Unusual tempura takes this meal into weird territory.
Lovers of udon will tell you there’s one reasonably priced chain that never disappoints, and the name of that chain is Marugame Seimen. With branches around Japan and even overseas, Marugame Seimen is always looking to take noodles into new and unchartered territories, but their latest creation pushes the boat so far out it’s given rise to a love-it-or-hate-it dish.
The fusion dish is called Rich Cheese and Egg Carbonara Udon, and while that might not sound so surprising at first — noodles and pasta are both made from wheat so it’s not unreasonable to think they can be used interchangeably — looking at the meal will make you do a double take.
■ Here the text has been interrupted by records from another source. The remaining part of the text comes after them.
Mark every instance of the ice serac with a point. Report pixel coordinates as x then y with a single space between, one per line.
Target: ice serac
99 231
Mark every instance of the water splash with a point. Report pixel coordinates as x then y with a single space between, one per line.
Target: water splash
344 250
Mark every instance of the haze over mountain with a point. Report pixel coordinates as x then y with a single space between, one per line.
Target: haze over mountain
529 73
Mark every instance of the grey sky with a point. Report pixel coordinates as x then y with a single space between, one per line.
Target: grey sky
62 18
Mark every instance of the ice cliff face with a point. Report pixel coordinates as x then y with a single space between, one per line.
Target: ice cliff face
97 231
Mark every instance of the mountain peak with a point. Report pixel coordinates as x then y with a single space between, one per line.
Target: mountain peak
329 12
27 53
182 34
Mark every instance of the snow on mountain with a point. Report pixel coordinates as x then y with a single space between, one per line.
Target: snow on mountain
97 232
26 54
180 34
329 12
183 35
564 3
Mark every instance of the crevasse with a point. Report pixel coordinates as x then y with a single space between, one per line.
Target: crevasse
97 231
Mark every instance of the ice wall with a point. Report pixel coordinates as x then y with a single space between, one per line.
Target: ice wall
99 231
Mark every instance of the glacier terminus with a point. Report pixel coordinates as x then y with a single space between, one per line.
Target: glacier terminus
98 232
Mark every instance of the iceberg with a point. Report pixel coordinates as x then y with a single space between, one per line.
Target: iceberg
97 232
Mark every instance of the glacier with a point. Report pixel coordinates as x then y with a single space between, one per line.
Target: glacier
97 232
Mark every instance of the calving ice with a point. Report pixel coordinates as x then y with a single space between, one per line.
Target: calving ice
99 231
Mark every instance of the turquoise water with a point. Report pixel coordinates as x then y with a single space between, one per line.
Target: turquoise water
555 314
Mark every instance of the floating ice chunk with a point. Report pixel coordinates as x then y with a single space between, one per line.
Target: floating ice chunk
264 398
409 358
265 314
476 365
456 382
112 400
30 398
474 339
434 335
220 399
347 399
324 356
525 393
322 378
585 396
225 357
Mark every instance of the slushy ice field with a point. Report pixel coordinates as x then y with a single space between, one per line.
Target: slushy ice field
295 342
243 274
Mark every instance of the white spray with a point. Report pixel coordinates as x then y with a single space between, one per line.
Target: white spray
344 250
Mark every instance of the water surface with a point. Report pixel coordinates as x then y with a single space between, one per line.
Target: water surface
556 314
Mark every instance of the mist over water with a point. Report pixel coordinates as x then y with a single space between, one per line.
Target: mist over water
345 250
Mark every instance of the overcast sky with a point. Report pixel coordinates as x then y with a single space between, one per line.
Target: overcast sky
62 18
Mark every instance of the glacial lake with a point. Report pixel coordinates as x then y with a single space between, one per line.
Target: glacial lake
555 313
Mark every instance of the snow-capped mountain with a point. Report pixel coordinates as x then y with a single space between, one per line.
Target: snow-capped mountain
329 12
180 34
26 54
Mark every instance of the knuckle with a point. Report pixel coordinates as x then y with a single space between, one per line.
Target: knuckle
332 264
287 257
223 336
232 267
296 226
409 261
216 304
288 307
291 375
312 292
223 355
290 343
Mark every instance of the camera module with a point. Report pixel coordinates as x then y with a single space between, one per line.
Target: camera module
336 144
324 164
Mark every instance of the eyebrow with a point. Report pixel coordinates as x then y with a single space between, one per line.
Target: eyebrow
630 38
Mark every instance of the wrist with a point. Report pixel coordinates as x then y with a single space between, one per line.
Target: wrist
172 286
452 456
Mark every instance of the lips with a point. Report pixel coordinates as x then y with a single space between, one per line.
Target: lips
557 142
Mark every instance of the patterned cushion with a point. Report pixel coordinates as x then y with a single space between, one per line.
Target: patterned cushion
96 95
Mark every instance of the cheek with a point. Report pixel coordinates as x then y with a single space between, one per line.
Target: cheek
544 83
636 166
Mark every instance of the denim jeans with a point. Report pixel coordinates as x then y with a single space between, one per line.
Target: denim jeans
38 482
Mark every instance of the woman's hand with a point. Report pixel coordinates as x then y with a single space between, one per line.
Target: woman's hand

▼ The Carbonara Udon is priced at 790 yen (US$5.10).
What’s got people talking is the long piece of tempura inside the bowl, which you wouldn’t normally see in a carbonara. While Marugame Seimen has a wide selection of tempura for diners to add to their meals, they don’t usually serve this particular tempura either, because this is…
▼…bacon tempura.
A slice of deep-fried bacon is an ingredient that will ignite the ire of pasta lovers and noodle purists alike, so we couldn’t resist trying it for ourselves.
▼ It’s not just the bacon tempura that’s unusual — the dish contains kakiage (vegetable tempura) as well.
From the top, it looked like the tempura was the star of the show, but in actual fact, when we tasted it, the cheese and cream sauce was the real hero of the dish.
▼ The runny egg came in third as our favourite ingredient after the cream and melted cheese.
Meiji’s Hokkaido Tokachi Cheese is the type used in the dish, and it melts beautifully in the heat of the broth, imparting a rich and creamy flavour. In fact, it tasted so much like a Western-style carbonara that we ended up adding some soy sauce to bring the flavour over to the Japanese side, to create a better balance with the tempura.
▼ The tempura bacon was weird at first but then tasty, proving anything tastes great when it’s deep fried.
It was an odd combination of ingredients, but because we love cream and cheese as much as we love tempura, we thought this was a fantastic dish. It’s a flavour that people will either love or hate, though, so if you’re willing to take that leap into the unknown and find out which side of the divide you land on, you’ll want to stop by a participating branch, where it’s on the menu for a limited time.